SSAB, LKAB and Vattenfall have commenced building a rock cavern storage facility for fossil-free hydrogen gas on a pilot scale.
![[Image: Vattenfall]](https://www.world-energy.org/uploadfile/2021/0408/20210408022454825.jpg)
As part of the SSAB, LKAB and Vattenfall joint initiative HYBRIT, Hybrit Development AB is starting the construction of a hydrogen storage facility in Svartöberget to develop the technology for storage.
The project will be constructed next to HYBRIT’s pilot facility for direct reduction in Luleå, north of Sweden.
The investment cost of just over SEK 250m (€24.4m) is divided equally across the holding companies and the Swedish Energy Agency, which provides support via Industriklivet.
Fossil-free hydrogen, which will replace coal and coke, is a crucial part of the production technique for fossil-free iron and steel production, where emissions of carbon dioxide will be virtually eliminated.
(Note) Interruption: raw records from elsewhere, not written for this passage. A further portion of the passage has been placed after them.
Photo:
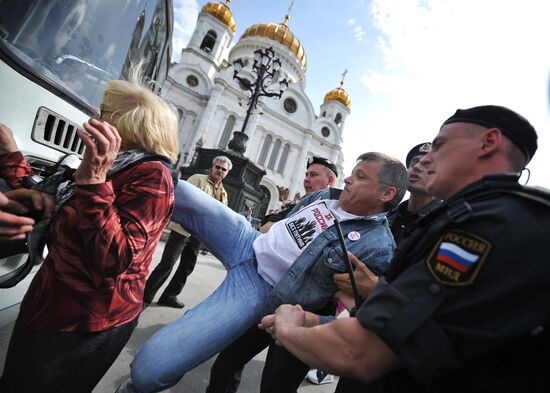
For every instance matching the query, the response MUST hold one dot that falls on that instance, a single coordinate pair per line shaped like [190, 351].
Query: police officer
[465, 304]
[420, 202]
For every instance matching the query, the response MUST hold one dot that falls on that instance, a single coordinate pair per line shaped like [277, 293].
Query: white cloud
[185, 19]
[358, 31]
[440, 55]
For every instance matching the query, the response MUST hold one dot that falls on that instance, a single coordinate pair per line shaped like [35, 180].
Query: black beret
[514, 126]
[419, 150]
[322, 161]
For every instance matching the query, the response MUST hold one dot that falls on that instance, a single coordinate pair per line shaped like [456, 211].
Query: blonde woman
[83, 304]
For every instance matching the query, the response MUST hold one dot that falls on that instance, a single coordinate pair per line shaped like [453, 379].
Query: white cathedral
[283, 133]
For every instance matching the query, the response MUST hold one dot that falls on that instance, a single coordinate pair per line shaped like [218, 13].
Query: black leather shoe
[170, 301]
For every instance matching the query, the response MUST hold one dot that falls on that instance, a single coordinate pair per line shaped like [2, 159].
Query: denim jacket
[309, 281]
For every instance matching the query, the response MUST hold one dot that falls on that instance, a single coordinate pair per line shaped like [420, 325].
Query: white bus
[55, 58]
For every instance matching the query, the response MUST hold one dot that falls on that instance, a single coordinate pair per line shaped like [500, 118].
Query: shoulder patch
[457, 257]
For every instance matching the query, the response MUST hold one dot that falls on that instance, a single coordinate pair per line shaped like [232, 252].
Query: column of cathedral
[185, 136]
[300, 167]
[207, 115]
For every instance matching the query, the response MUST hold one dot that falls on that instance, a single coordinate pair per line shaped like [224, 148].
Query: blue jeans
[236, 304]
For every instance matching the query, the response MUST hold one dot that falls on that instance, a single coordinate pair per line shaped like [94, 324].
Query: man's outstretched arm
[342, 347]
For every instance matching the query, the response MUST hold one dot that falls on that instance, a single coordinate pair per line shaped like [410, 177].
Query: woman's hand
[364, 278]
[7, 143]
[102, 145]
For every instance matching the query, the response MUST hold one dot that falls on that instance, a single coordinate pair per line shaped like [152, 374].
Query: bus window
[79, 45]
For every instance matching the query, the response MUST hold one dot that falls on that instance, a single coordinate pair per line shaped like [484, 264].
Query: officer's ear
[490, 142]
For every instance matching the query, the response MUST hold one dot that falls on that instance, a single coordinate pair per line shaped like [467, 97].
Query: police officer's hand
[13, 227]
[364, 278]
[24, 201]
[102, 145]
[287, 316]
[347, 300]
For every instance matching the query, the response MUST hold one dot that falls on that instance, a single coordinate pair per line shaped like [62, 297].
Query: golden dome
[281, 33]
[338, 94]
[221, 12]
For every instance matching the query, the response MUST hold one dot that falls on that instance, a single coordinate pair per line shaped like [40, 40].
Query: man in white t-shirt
[292, 263]
[320, 174]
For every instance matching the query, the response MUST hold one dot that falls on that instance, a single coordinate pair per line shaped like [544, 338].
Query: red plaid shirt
[100, 244]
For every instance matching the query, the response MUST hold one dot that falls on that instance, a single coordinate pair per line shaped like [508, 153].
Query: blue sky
[412, 63]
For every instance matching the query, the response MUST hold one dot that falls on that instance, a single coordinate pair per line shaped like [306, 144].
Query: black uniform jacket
[466, 301]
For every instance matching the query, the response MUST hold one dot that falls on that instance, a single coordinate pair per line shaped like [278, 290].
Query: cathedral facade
[282, 133]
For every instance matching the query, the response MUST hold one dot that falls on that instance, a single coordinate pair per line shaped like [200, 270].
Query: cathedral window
[274, 154]
[209, 41]
[282, 161]
[227, 131]
[290, 105]
[265, 149]
[192, 80]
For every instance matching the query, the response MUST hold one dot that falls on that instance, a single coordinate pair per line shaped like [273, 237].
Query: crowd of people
[449, 290]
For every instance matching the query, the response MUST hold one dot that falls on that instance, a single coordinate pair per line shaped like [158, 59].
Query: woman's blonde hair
[143, 119]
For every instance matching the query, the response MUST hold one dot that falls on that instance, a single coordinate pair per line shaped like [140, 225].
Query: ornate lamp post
[267, 70]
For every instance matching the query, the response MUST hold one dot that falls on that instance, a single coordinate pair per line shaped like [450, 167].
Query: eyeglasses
[103, 111]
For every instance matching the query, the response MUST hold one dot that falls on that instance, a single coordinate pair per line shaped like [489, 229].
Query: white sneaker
[319, 377]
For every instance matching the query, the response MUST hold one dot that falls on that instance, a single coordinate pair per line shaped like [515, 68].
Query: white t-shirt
[277, 249]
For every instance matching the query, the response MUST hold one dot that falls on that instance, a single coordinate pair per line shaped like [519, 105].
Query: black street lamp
[267, 70]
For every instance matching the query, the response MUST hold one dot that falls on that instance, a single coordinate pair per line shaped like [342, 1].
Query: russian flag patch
[457, 257]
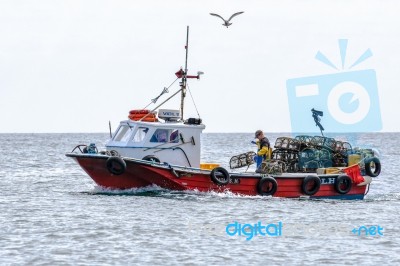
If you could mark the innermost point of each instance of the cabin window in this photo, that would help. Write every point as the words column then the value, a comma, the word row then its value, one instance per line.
column 123, row 133
column 160, row 135
column 165, row 135
column 140, row 134
column 174, row 137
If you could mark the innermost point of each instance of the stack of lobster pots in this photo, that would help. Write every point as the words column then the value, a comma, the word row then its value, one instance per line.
column 143, row 115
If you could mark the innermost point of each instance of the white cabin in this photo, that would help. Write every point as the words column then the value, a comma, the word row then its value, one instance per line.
column 174, row 142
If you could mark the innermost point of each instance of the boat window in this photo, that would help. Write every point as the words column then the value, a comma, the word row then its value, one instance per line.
column 174, row 137
column 160, row 135
column 140, row 134
column 165, row 135
column 123, row 133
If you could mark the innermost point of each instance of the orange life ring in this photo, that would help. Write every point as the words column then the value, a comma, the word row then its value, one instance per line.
column 140, row 116
column 143, row 111
column 146, row 119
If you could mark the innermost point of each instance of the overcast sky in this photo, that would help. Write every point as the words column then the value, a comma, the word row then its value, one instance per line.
column 71, row 66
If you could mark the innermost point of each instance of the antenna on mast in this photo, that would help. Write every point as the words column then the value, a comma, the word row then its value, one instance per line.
column 316, row 115
column 184, row 76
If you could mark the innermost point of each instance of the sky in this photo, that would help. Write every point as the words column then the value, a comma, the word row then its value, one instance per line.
column 73, row 66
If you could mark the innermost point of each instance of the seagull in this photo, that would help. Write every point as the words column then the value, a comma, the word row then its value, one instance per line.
column 226, row 22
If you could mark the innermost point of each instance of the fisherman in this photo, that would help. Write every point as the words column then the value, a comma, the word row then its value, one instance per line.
column 263, row 151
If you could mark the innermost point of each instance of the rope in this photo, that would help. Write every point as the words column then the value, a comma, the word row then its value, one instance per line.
column 193, row 100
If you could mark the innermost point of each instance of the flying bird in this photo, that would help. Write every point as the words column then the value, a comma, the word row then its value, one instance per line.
column 226, row 22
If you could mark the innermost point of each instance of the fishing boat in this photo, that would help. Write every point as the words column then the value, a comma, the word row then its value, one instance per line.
column 160, row 147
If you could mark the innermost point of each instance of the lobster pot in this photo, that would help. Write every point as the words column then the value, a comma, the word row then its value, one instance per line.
column 242, row 160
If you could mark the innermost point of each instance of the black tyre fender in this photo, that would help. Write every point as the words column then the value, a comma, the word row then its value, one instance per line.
column 343, row 180
column 151, row 158
column 369, row 169
column 116, row 165
column 267, row 180
column 311, row 179
column 216, row 174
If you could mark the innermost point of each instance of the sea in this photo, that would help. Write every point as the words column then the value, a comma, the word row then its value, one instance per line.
column 52, row 213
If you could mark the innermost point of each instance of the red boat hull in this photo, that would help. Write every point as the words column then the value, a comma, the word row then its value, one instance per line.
column 140, row 173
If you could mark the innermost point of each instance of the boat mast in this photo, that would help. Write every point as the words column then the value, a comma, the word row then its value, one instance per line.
column 184, row 77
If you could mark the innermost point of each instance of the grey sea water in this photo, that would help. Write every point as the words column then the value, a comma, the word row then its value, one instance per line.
column 52, row 213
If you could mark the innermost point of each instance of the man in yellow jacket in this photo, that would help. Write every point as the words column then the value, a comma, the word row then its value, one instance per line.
column 263, row 151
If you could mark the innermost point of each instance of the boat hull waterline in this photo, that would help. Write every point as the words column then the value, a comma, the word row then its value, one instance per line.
column 140, row 173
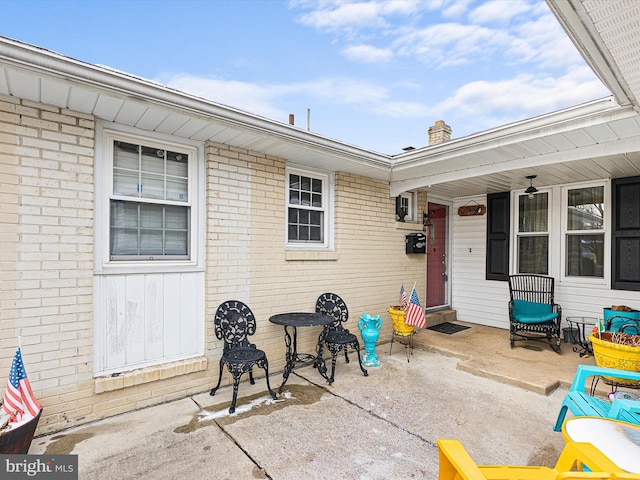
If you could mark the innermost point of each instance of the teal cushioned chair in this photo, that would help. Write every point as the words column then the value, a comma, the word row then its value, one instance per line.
column 533, row 314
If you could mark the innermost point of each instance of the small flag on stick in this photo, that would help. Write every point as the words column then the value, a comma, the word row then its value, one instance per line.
column 403, row 298
column 18, row 397
column 415, row 314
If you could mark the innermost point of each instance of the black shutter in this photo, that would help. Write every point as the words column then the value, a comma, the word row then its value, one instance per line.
column 625, row 234
column 498, row 232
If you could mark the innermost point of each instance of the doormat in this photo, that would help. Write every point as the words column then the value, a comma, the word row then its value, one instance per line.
column 448, row 328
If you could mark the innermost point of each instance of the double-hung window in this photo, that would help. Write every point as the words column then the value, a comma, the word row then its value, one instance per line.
column 149, row 203
column 309, row 209
column 533, row 234
column 149, row 275
column 407, row 202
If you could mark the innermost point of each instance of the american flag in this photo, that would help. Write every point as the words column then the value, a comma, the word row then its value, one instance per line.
column 403, row 297
column 415, row 314
column 18, row 397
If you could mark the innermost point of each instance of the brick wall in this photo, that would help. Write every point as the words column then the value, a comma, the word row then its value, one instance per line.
column 46, row 252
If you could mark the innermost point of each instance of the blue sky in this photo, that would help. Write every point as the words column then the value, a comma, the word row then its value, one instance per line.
column 375, row 74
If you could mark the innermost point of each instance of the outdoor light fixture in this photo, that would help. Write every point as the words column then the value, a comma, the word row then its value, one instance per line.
column 531, row 189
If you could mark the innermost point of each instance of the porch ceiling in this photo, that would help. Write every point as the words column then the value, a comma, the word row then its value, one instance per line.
column 593, row 141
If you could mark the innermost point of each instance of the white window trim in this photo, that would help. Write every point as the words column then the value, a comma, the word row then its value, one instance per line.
column 605, row 280
column 106, row 133
column 412, row 203
column 328, row 193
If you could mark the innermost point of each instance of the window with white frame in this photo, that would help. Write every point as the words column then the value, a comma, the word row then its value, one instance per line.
column 149, row 203
column 308, row 208
column 532, row 240
column 584, row 231
column 407, row 203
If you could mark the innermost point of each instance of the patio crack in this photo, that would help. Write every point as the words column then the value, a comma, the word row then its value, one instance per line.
column 373, row 414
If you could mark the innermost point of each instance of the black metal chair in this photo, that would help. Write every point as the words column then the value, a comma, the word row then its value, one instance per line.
column 533, row 313
column 234, row 323
column 335, row 336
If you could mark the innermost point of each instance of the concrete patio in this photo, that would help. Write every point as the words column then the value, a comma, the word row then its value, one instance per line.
column 501, row 403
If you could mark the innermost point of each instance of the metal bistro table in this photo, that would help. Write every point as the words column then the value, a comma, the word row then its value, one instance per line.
column 291, row 322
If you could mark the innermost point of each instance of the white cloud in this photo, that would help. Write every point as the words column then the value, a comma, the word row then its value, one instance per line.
column 448, row 44
column 522, row 97
column 498, row 11
column 337, row 16
column 367, row 54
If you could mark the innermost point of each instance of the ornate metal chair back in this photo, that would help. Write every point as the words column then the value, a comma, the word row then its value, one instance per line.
column 234, row 323
column 532, row 288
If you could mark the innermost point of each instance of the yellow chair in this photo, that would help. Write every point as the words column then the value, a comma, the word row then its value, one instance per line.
column 457, row 464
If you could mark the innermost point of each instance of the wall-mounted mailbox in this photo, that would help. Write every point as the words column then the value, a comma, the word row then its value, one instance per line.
column 416, row 243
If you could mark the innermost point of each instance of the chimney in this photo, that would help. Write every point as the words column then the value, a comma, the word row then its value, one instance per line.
column 439, row 133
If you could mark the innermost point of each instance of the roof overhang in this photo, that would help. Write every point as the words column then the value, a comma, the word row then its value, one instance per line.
column 597, row 140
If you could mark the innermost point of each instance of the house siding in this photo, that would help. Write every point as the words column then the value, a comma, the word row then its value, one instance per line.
column 47, row 258
column 484, row 302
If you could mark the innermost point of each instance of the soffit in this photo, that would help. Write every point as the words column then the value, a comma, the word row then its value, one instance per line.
column 589, row 142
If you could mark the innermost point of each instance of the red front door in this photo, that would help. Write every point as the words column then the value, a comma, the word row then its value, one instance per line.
column 437, row 255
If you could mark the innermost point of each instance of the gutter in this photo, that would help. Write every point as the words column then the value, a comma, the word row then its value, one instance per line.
column 113, row 82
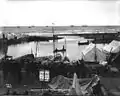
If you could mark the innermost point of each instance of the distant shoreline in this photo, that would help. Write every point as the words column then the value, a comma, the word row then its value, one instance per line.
column 27, row 39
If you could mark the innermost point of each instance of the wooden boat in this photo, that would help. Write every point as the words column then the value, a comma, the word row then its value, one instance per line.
column 59, row 50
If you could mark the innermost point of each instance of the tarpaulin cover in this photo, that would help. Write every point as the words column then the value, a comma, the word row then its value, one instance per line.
column 113, row 47
column 93, row 53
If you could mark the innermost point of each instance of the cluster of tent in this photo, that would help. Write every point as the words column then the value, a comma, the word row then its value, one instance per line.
column 94, row 52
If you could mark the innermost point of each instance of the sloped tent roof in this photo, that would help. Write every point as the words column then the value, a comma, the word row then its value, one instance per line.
column 113, row 47
column 91, row 51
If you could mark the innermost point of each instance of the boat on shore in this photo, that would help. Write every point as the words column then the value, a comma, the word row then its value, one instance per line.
column 83, row 42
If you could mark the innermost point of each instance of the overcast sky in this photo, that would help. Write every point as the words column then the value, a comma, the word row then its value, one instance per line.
column 38, row 13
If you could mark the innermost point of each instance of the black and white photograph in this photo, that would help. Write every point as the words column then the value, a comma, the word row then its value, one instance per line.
column 60, row 47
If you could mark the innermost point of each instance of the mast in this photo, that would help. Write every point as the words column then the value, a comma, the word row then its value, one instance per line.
column 36, row 49
column 53, row 39
column 65, row 46
column 95, row 51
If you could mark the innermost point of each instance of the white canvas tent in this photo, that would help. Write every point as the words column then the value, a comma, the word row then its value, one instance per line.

Hydrogen storages are predicted to play a very important role in future power and energy balancing, and in large-scale hydrogen production.
The storage facility is expected to be ready and operational from 2022 until 2024.
Vattenfall head of strategy and HYBRIT chairman Andreas Regnell said: "We're really pleased that HYBRIT is continuing to lead the development of efficient production for fossil-free steel, as we're now also building a pilot storage facility for large-scale fossil-free hydrogen in Luleå.
"Storage provides the opportunity to vary demand for electricity and stabilise the energy system by producing hydrogen when there's a lot of electricity, for example in windy conditions, and to use stored hydrogen when the electricity system is under strain."
SSAB technical director Martin Pei added: "By developing a method for hydrogen storage and securing access to fossil-free electricity, we're creating a value chain all the way out to customers where everything is fossil-free – from the mine to the electricity and to the finished steel.
"This is unique."
The 100 cubic metre hydrogen storage is being built in an enclosed rock cavern approximately 30 metres below ground.
Building the storage facility underground provides opportunities to ensure the pressure required to store large amounts of energy in the form of hydrogen in a cost-effective way.
The technology used is adapted to Scandinavian bedrock conditions and will now be developed further to handle the storage of hydrogen.